Le Mali a besoin du reste du monde. Ce n’est pas seulement avec la Cédéao ou la France. Nous sommes suspendus de l’Union africaine. Nous sommes suspendus de la Cédéao. Les États-Unis viennent de suspendre les bénéfices de l’Agoa [loi sur le développement et les opportunités africaines]. L’Union européenne suspend son aide budgétaire. Nous sommes dans une situation d’isolement diplomatique qu’il faut résoudre le plus tôt possible. Raison pour laquelle le Parena a exhorté le président de transition à resserrer les liens avec la Cédéao et à éviter tous bras de fer avec nos voisins et nos partenaires. Je crois qu’il est urgent de sortir de cette situation.

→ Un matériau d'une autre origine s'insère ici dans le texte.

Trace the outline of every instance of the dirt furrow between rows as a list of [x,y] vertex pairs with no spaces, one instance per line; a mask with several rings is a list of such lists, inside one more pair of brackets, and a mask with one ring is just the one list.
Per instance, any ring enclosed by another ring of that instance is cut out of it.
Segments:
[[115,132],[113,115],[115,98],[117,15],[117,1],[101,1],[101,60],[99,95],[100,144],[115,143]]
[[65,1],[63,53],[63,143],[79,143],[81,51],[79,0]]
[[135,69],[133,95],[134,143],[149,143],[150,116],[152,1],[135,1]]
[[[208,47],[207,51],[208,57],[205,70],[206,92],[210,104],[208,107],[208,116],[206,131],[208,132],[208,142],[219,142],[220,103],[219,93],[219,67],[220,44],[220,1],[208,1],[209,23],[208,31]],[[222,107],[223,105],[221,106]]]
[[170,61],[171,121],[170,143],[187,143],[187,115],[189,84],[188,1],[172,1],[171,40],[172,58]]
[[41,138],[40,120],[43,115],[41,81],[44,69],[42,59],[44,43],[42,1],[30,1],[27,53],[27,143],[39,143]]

La solution à l’ensemble des défis auxquels le pays est confronté aujourd’hui, c’est inviter le président de la transition à unir les forces vives le plus tôt possible, créer les conditions du rassemblement autour de nos forces (armées, ndlr). Nos jeunes gens sur le terrain ont besoin de sentir que le pays tout entier est réuni et rassemblé autour d’eux. C’est cela qui peut leur permettre de faire face à la menace terroriste. Deuxièmement, il faut qu’ensemble, il y ait une feuille de route consensuelle. Troisièmement, nous préconisons que les organes de transition que sont le gouvernement et le CNT (Conseil national de transition) soient plus inclusifs. Enfin, tout cela requiert un Premier ministre rassembleur, consensuel, moins clivant.